Leonardo García Alarcón, direction musicale
Fabrice Murgia, mise en scène
Décors : Vincent Lemaître
Costumes : Clara Peluffo Valentini
Orlando : Victor Sicard
Angelica : Arianna Venditelli
Ruggiero : Fabio Trümpy
Bradamante / La Peinture : Beanna Breiwick
Atlante : Mark Milhofer
Olympia / La Musique : Lucia Martín-Cartón
Marfisa / La Magie / Doralice : Mariana Florès
Gigante / Sacripante / Gradasso : Grigory Soloviov
Prasildo / Le Nain : Kacper Szelążek
Alceste : André Lacerda
Ferrau / Astolfo : Valerio Contaldo
Fiordiligi / La Poésie : Gwendoline Blondeel
Mandricardo : Alexander Miminoshvili

Chœur de l’Opéra de Dijon
Chœur de chambre de Namur
Chef de chœur : Anass Ismat
Chef de chant : Ariel Rychter
Cappella Mediterranea

Nancy, Opéra National de Lorraine, mercredi 6 octobre 2021 à 19h30

Il Palazzo incantato marque l’apothéose ultime de l'opéra romain avant que la chape de plomb moraliste du pape Innocent X ne fasse disparaitre le genre durant plusieurs décennies.

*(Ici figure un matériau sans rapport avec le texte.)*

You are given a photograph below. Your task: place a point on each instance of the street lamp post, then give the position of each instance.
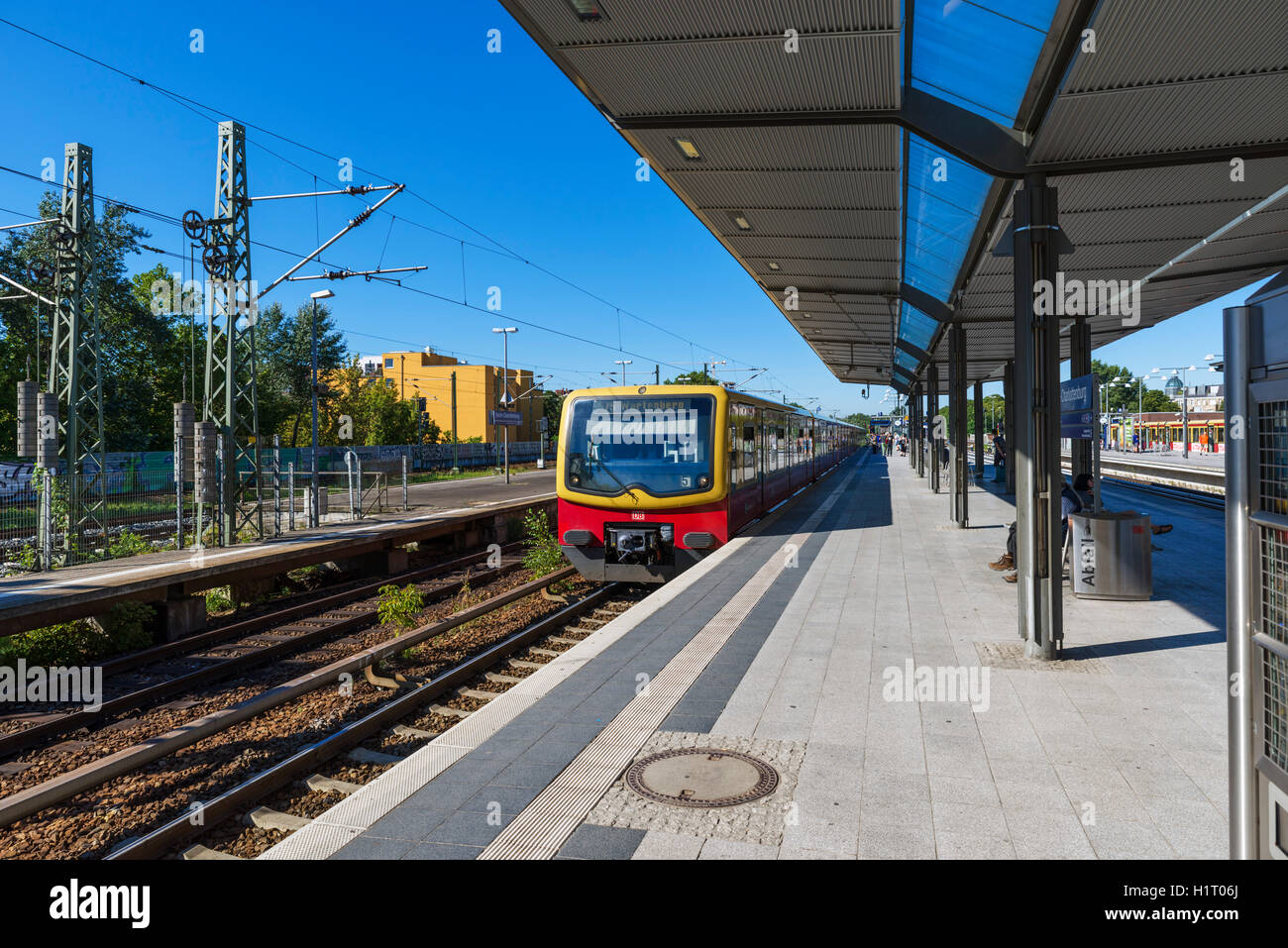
(505, 344)
(1177, 373)
(314, 513)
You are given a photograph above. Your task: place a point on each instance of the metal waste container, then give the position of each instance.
(1111, 556)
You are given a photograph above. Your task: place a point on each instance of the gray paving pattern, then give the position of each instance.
(509, 769)
(1119, 753)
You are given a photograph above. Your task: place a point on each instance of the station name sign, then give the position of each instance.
(1078, 407)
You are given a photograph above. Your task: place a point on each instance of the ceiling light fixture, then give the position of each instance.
(688, 150)
(588, 9)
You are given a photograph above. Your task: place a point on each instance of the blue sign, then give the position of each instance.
(1077, 407)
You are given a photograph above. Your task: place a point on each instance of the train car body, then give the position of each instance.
(652, 478)
(1162, 430)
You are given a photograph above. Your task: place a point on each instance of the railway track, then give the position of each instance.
(220, 653)
(362, 746)
(140, 784)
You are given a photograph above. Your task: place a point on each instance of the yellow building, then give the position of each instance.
(478, 390)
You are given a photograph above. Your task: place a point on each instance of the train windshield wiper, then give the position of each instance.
(606, 471)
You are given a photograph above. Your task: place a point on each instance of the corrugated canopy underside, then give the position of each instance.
(849, 167)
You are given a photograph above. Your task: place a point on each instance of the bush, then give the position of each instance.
(399, 607)
(65, 643)
(219, 599)
(127, 626)
(120, 629)
(542, 554)
(127, 545)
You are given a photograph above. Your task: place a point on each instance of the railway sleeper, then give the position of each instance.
(204, 853)
(270, 819)
(364, 755)
(329, 785)
(419, 733)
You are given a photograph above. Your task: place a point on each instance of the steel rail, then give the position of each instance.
(95, 773)
(73, 720)
(228, 804)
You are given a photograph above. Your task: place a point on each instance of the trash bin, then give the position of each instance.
(1111, 556)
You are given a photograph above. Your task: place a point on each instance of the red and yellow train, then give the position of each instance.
(653, 478)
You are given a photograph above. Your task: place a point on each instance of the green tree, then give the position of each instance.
(142, 352)
(283, 344)
(552, 407)
(696, 377)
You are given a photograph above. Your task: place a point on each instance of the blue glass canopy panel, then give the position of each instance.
(915, 326)
(945, 197)
(979, 54)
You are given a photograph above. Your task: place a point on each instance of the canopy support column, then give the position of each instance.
(1080, 365)
(958, 468)
(979, 432)
(1037, 423)
(936, 427)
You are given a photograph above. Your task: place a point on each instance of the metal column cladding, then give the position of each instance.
(1256, 416)
(1080, 365)
(979, 432)
(1009, 421)
(960, 468)
(1037, 423)
(935, 425)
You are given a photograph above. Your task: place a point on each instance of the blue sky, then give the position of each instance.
(503, 142)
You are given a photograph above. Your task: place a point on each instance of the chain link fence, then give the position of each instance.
(51, 519)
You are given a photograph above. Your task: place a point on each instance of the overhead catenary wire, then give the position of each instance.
(207, 111)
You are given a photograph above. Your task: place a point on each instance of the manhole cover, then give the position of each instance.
(700, 777)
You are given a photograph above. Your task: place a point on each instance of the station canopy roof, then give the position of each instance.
(872, 167)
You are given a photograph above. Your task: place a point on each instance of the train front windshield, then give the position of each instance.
(658, 443)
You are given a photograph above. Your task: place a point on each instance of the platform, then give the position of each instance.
(798, 660)
(35, 599)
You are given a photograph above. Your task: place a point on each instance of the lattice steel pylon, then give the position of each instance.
(75, 361)
(231, 398)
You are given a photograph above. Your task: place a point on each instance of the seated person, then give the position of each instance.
(1085, 484)
(1070, 502)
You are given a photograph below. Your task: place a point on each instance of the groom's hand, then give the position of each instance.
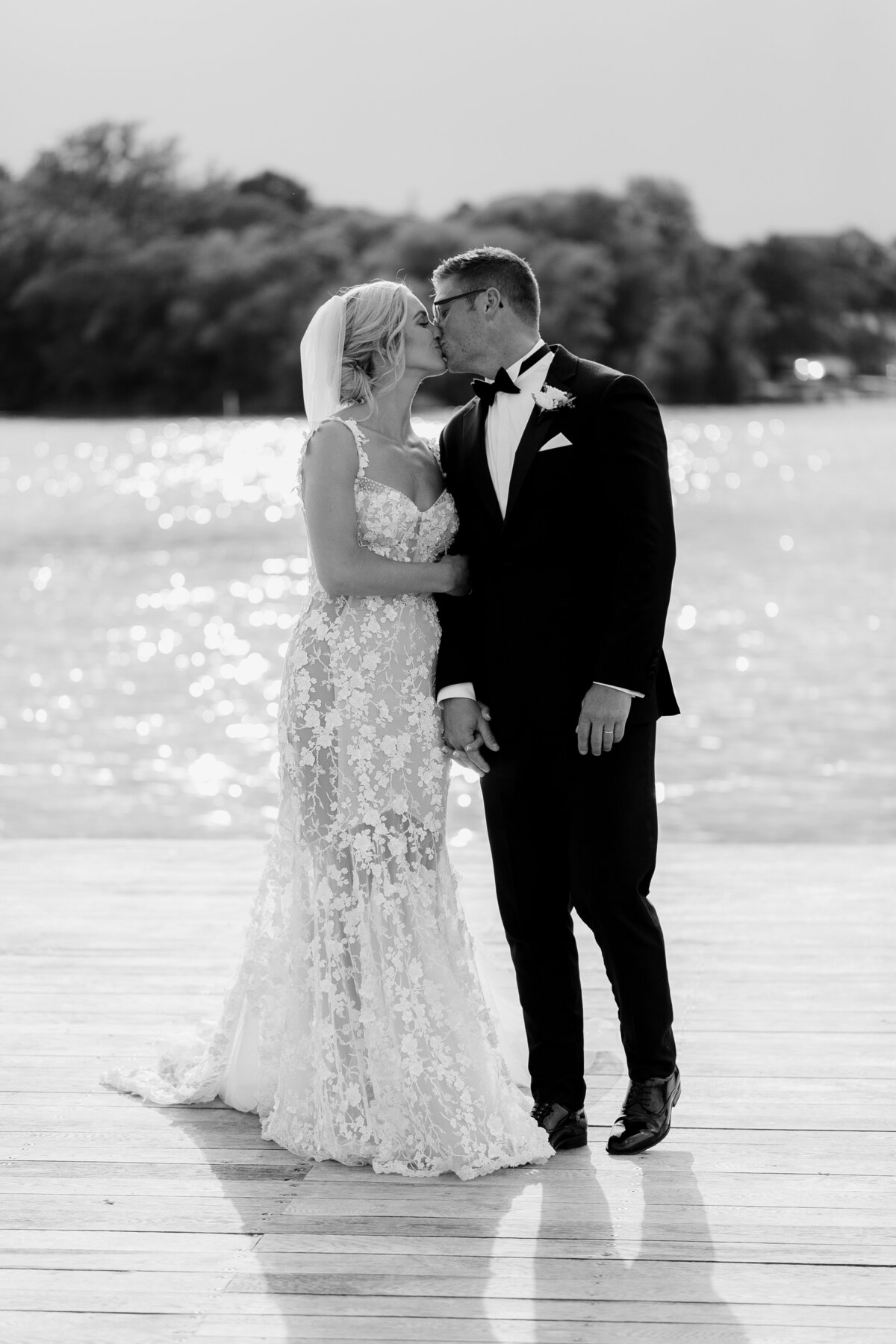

Découverte fortuitement dans les archives du Vatican par Leonardo García Alarcón, l'œuvre renaît aujourd'hui sous sa direction avec le concours de "sa" Cappella Mediterranea et un plateau vocal et haut vol, dans une mise en scène très rigoureuse signée Fabrice Murgia. Adaptée de l’Orlando furioso de L’Arioste, le livret relate les aventures et les amours du chevalier Roger et la princesse Bradamante, séparés par le mage Atlante. Les Sept heures (!) originelles sont réduites ici à un spectacle très dense de trois heures durant lesquelles se multiplient et s'entrecroisent des débauches d'effets et de coups de théâtre. Après Dijon et en attendant d'Opéra royal de Versailles, c'est à l'Opéra de Lorraine que fait escale l'équipage de ce délirant vaisseau…

Beanna Breiwick (Bradamante), Mariana Florès (Marfisa) © Gilles Abegg

Originaire des Pouilles, Luigi Rossi fit carrière auprès de la famille Borghese à Rome, pendant vingt ans. C'est le cardinal Barberini qui lui passa commande de son premier opéra Il Palazzo incantato (le Palais enchanté) en 1641. Passé à la cour d’Anne d’Autriche, puis appelé à Paris par le cardinal Mazarin qui souhaitait introduire le genre lyrique à la cour de France, il donnera 47 et avec un grand succès, l'Orfeo, son deuxième opéra. Tombé dans l'oubli depuis près de quatre siècles, ce Palais enchanté représente la guerre de genre et de styles qui sévissait alors dans la péninsule entre les deux places fortes de la création qu'étaient Rome et Venise, avec comme protagonistes Rossi et Cavalli. Le Cardinal Barberini souhaite affirmer le pouvoir aristocratique de la Rome d'Urbain VIII sur l'ensemble de l'Europe en commandant aux meilleurs musiciens et librettistes une œuvre à l'importance politique et esthétique. Le Palais enchanté de Luigi Rossi ouvre une perspective qui se referme aussitôt dans la mesure où deux ans après sa création en 1642, Giovanni Battista Pamphili, membre de la famille rivale des Barberini, et connu sous le nom d'Innocent X, accède au pouvoir et fait régner une rigueur catholique très éloignée des fastes précédents.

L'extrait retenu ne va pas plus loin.